Why the left fails to challenge congressional Democrats
In an era when congressional polarization is widely assumed to be the product of comparable trends on both sides of the partisan aisle, it is worth considering why no left-wing equivalent to the House Freedom Caucus — or counterparts in the Senate, like Ted Cruz of Texas — has emerged to demand regular displays of ideological purity and to launch internal challenges to the Democratic leadership.
Our analysis suggests that this asymmetry reflects the Democrats' foundational nature as a coalitional rather than an ideological party. The most influential constituencies within the Democratic electoral and activist base — such as labor unions, racial minorities, environmentalists, and the economically disadvantaged — maintain an extensive wish list of specific policy priorities, encouraging Democratic officeholders to work pragmatically to enact an ambitious legislative agenda rather than engaging in symbolic acts of philosophical devotion.
The coalitional nature of the Democrats does not always work to the party's advantage. As Boehner's Democratic predecessor Nancy Pelosi discovered, the concessions and compromises required to successfully steer major legislation through Congress can result in significant flaws —such as the well-documented imperfections of the Affordable Care Act (ACA).
But the relative lack of strict ideological litmus tests enforced by party members and activists both inside and outside Congress allows Democratic leaders greater freedom of movement to satisfy, even if incompletely, the demands of their party's most attentive supporters, preventing Democrats from succumbing to the same series of internal revolts and governing crises that have repeatedly befallen the GOP.
Some liberals were disappointed that the ACA did not contain a public option or establish a single-payer health care system, but even the most left-wing Democrats in Congress chose to support a bill that they viewed as a partial solution rather than declare it unacceptably inconsistent with their principles.
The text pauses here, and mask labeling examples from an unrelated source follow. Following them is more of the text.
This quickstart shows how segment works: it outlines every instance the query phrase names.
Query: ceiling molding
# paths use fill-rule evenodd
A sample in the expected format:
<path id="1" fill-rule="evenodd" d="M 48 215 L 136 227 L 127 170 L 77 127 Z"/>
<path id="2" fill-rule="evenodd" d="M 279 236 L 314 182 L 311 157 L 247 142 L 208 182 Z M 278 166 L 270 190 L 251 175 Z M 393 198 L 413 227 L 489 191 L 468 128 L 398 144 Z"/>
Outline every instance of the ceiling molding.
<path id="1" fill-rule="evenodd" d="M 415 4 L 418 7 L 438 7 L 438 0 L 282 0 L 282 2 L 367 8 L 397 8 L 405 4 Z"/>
Expect little change in the behavior of the congressional parties
Conservative purists such as the members of the House Freedom Caucus are often derided by veteran Washingtonians of both parties as either cynical grandstanders or extremist "wacko birds," in the memorable phrase of critic John McCain. Yet their criticisms of Republican leaders for failing to uphold their own conservative commitments contain, at heart, an unavoidable grain of truth.
Even "establishment" Republicans like John Boehner have been fond of engaging in campaign rhetoric that advocates a dramatic, and even revolutionary, reduction of the size and scope of the federal government, as well as a return to traditional cultural norms and mores.
The repeated failure of Republicans to deliver on these ambitious promises when in power — in large part because popular enthusiasm for a smaller government largely dissipates once the debate shifts to the specific programs and benefits that would need to be cut in order to realize it — only further justifies the frustrations of conservative activists.
Though Boehner has surrendered the speaker's gavel, his departure does not resolve the tensions roiling a congressional party that often finds itself caught between its ideological commitments and its electoral fortunes. Unless Paul Ryan can devise a solution to this dilemma, he may become its next victim.
Matt Grossmann is the director of the Institute for Public Policy and Social Research at Michigan State University. David A. Hopkins is an assistant professor of political science at Boston College. They are the authors of Asymmetric Politics: Ideological Republicans and Group Interest Democrats.